Muhammet daldığı derin boşluktan gözlerini birkaç kez kırpıştırarark çıktı ve "Eee, şey..." diye konuştu ayağa kalkıp kabanına yapışmış otları temizlerken. "Şey ben, düşmedim. Uzandım sadece. İyiyim yani bir sorun yok." Üzerindeki tozları süpürmekle o kadar meşguldü ki karşısında duran kıza bakmıyordu. Aslında bakmak da istemiyor, az önceki gibi sersemleşeceğini düşünüyordu. Hatice, adamın ayağa kalkıp sağlam olduğuna emin olunca ondan iki adım uzaklaşıp, "Yanlış yorumladım kusura bakmayın. İyi olmanıza sevindim." dedi. Bir yandan da adamın aşırı tanıdık gelen çehresini nerede görmüş olabileceğini düşünüyordu. Muhammet kıza bakmamaya çabalıyorken, kız yanından birkaç adım uzaklaştığı an da kafasını kaldırıp tekrar ona baktı. Gözlerini şaşkınlıkla açıp, yanlış görüp görmediğini kontrol etti. Az önce ona bakan kızın başörtülü olduğunu fark etmemişti. "İlginiz için teşekkür ederim." Diye mırıldandı adeta. Bakmama sırası Hatice'ye gelmişti. Duruşu dik olduğu halde ayaklarının dibine bakıyor, bakışlarını kaçırıyordu. "İyi günler." dileyerek hızla Muhammet'in yanından uzaklaştı. Sebepsiz bir heyecan ve endişe kaplamıştı içini. Sahil yolunda hızlı hızlı yürürken kulaklıklarını takıp arkasında kalan adamı düşünmemeye çalıştı.

Muhammet de benzer duygular içinde giden kıza bakıyordu. İçinde daha önce var olduğunu bilmediği bir şeyler canlanmıştı adeta. Fazla düşünmemeye çalışarak bu kez banklardan birine oturdu. Buraya gelirken içini yiyen dertler ve çığlık atan duygular susmuş bambaşka bir duyguya yerlerini bırakmışlardı.

Hava iyice kararana kadar orada öylece kaldı. Düşünceleri o kadar dağınık ve bölük pörçüktü ki, hiçbirine doğru düzgün odaklanamadı. Saatler önce yanında ona bakan o mavi gözler sürekli gözlerinin önünde belirip duruyordu. "Bu kadar işimin gücümün arasında düşünecek ne kadar mantıklı bir şey buldum." diye kendi kendine kızıyordu.

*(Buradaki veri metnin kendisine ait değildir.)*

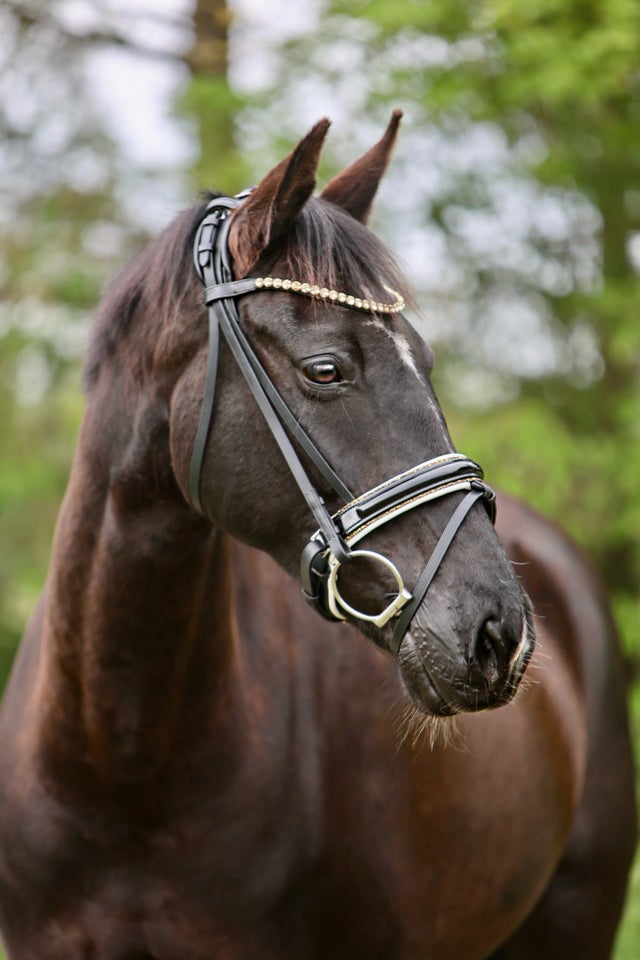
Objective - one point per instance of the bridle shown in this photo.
(332, 544)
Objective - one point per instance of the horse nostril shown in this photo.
(492, 650)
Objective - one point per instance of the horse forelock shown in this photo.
(329, 248)
(158, 295)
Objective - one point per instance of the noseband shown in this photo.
(331, 546)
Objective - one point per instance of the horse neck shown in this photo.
(138, 615)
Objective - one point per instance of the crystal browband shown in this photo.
(333, 296)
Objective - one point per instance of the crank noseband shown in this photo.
(331, 546)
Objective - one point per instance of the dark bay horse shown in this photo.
(195, 763)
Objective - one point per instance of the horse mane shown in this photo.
(325, 246)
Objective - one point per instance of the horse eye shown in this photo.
(323, 371)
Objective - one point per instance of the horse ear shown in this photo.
(355, 188)
(267, 213)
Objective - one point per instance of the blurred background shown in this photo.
(513, 202)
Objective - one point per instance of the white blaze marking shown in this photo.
(402, 346)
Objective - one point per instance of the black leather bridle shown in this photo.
(332, 544)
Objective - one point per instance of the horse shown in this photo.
(270, 702)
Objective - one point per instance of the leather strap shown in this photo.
(429, 572)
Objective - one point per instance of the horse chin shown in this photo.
(443, 687)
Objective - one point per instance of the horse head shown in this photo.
(310, 304)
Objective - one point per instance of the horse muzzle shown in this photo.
(450, 668)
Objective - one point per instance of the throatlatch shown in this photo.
(331, 546)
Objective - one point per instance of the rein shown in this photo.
(332, 544)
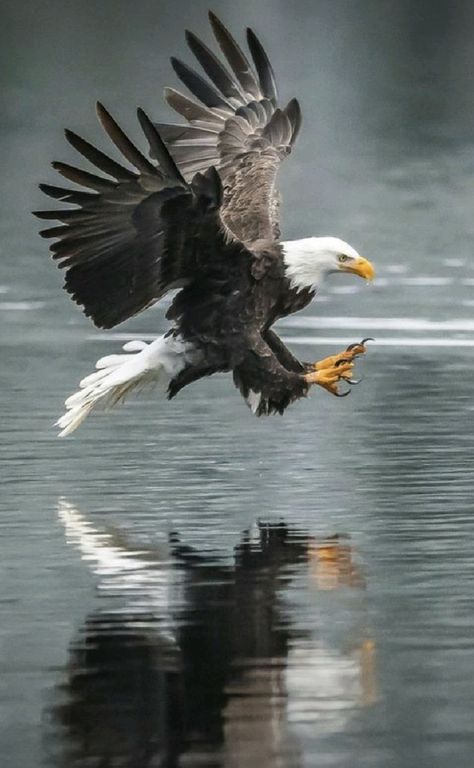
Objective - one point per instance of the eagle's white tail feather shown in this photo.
(118, 375)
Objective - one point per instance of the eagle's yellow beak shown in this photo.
(361, 267)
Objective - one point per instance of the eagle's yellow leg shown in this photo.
(353, 350)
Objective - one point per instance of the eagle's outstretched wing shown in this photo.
(237, 127)
(137, 234)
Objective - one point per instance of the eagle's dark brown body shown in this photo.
(202, 216)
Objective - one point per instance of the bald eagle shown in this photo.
(198, 214)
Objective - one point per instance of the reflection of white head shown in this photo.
(324, 689)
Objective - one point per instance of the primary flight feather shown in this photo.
(198, 212)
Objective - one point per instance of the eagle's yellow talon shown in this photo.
(329, 377)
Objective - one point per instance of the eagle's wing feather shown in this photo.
(136, 234)
(237, 127)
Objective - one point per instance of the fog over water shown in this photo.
(183, 584)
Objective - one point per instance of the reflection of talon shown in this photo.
(329, 377)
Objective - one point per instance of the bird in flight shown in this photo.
(198, 213)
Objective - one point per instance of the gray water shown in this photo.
(185, 585)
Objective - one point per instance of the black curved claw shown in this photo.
(342, 394)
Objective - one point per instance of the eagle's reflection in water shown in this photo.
(192, 662)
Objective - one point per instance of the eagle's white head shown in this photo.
(309, 260)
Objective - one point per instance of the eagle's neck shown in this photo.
(303, 267)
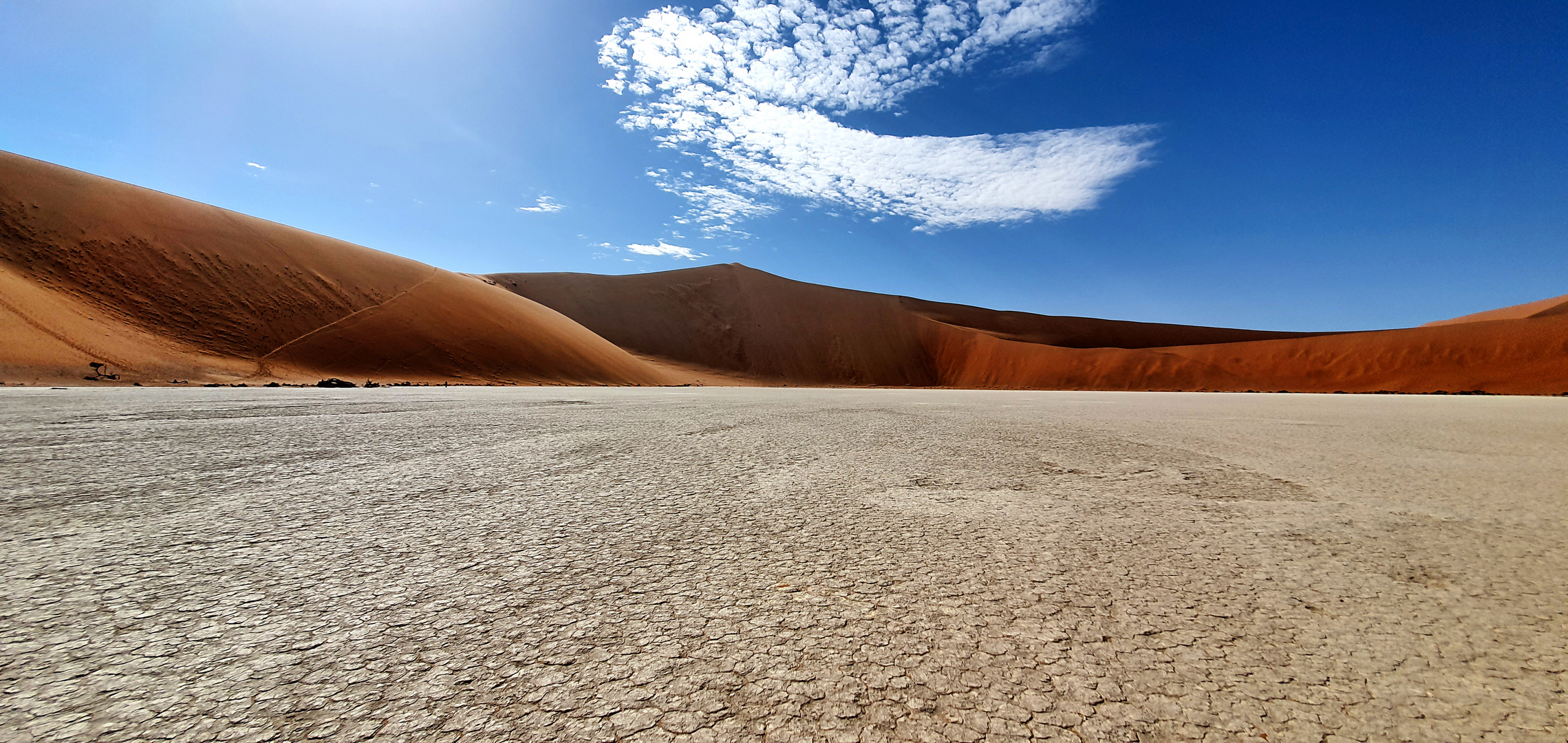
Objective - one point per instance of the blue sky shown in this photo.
(1333, 165)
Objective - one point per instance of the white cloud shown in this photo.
(749, 85)
(544, 206)
(665, 250)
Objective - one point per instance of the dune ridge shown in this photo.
(1540, 308)
(783, 331)
(164, 288)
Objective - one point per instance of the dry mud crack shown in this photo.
(780, 565)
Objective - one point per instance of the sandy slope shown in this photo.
(753, 323)
(1540, 308)
(168, 289)
(162, 288)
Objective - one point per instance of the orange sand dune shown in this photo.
(1540, 308)
(769, 328)
(162, 288)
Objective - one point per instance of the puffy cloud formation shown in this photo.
(749, 85)
(544, 204)
(665, 250)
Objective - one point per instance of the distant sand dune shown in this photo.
(1540, 308)
(162, 289)
(753, 323)
(165, 288)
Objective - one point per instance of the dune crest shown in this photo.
(1540, 308)
(773, 330)
(162, 288)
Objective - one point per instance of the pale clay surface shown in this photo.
(651, 565)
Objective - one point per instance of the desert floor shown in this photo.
(565, 563)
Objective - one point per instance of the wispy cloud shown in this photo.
(665, 250)
(544, 204)
(749, 85)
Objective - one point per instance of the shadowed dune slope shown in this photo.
(753, 323)
(1540, 308)
(164, 288)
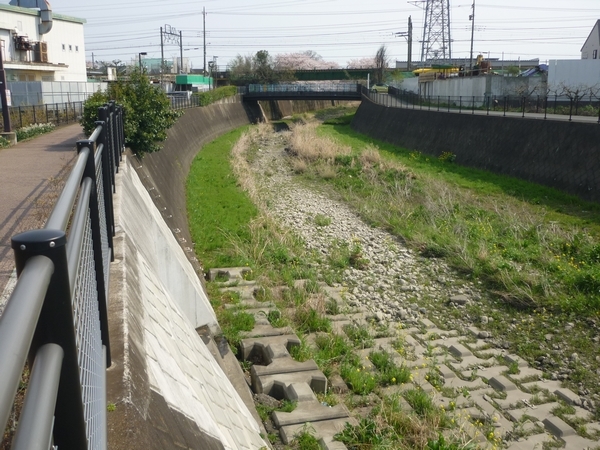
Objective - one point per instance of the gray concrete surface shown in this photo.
(30, 177)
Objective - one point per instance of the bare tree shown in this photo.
(381, 63)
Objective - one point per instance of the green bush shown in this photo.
(208, 97)
(34, 130)
(148, 113)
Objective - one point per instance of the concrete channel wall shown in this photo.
(560, 154)
(171, 385)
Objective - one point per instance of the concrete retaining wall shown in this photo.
(169, 390)
(559, 154)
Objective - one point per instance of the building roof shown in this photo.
(35, 12)
(596, 30)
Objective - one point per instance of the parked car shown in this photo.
(380, 88)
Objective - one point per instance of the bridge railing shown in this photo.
(515, 105)
(56, 317)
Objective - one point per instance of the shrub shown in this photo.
(208, 97)
(34, 130)
(148, 113)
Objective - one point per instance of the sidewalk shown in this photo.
(31, 176)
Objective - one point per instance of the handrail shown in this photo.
(56, 317)
(59, 217)
(37, 418)
(17, 326)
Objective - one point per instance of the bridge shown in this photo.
(294, 91)
(67, 342)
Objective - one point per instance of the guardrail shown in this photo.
(516, 105)
(304, 91)
(56, 318)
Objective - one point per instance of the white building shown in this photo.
(591, 47)
(38, 45)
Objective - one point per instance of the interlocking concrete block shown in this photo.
(257, 346)
(568, 396)
(300, 392)
(274, 385)
(501, 383)
(535, 442)
(526, 373)
(514, 359)
(558, 427)
(544, 385)
(460, 351)
(229, 273)
(580, 443)
(494, 416)
(321, 430)
(309, 412)
(538, 412)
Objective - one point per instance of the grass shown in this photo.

Göz rengi çok güzel bir maviydi, hepsi bu kadar. "Rengi miydi gerçekten seni etkileyen?" sordu kendine. "Rengi miydi, bakışlardaki samimiyet miydi?" Hayatında ona gerçek bir sevgiyle bakan tek bir kişi vardı: Feride Hanım. Ama Muhammet bu sevgi dolu bakışların karşısında kendisinin olmadığını çok iyi biliyordu. Kendi benliğiyle sevilen biri asla değildi. Herkes, sarındığı Muhammet Şadoğlu kabuğunu seviyor, o kabuğa saygı duyuyordu. Aslında kendi halini, asıl kimliğini kimsenin sevebileceğini, saygı duyabileceğini sanmıyordu. Belki de onun için en iyi olan şey, kabuğuna saklanmak ve kirli yüzünü tek bilen insandan, yani babasından başkasına yansıtmamaktı.

Arabasına binip evine varana kadar zihnini ele geçiren mavi gözlerle bakışıp durdu. Hiç hoşuna gitmeyen bu durumdan ertesi gün kurtulmayı diliyordu.

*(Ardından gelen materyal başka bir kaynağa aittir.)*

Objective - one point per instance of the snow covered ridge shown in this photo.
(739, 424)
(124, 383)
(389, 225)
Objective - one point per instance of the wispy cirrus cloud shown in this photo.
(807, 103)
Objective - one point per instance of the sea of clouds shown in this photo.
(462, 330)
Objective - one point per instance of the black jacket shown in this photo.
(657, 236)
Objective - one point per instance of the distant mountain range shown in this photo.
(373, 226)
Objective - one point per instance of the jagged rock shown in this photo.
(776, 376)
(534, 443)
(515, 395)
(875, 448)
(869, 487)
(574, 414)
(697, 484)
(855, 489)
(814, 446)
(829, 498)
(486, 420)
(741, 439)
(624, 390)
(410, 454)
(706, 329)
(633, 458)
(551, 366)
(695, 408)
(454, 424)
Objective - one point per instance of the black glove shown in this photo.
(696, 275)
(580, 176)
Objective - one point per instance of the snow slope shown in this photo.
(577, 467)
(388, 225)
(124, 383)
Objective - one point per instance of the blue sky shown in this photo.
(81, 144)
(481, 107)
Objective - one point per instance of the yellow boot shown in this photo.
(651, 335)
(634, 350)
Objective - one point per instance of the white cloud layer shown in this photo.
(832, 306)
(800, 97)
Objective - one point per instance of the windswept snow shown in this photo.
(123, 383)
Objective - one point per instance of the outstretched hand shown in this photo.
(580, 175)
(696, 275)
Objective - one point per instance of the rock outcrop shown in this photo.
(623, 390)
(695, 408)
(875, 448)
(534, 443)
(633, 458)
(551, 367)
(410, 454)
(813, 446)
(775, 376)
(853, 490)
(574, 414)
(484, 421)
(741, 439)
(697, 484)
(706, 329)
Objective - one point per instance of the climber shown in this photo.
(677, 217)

Muhammet'in hissettiği bu yeni duyguları yaşayan biri daha vardı ki, okumak için açtığı kitabın tek satırına bile odaklanamayan Hatice idi. Eline, bitmesine az kaldığı kitabını almış ancak her satırı ve paragrafı tekrar tekrar okumuştu. Sayfaların arasından kendisine bakan o şaşkın kara gözler vardı. Ayrıca o tanıdık gelen yüzü daha önce nerede görmüş olabileceğini de düşünüyordu.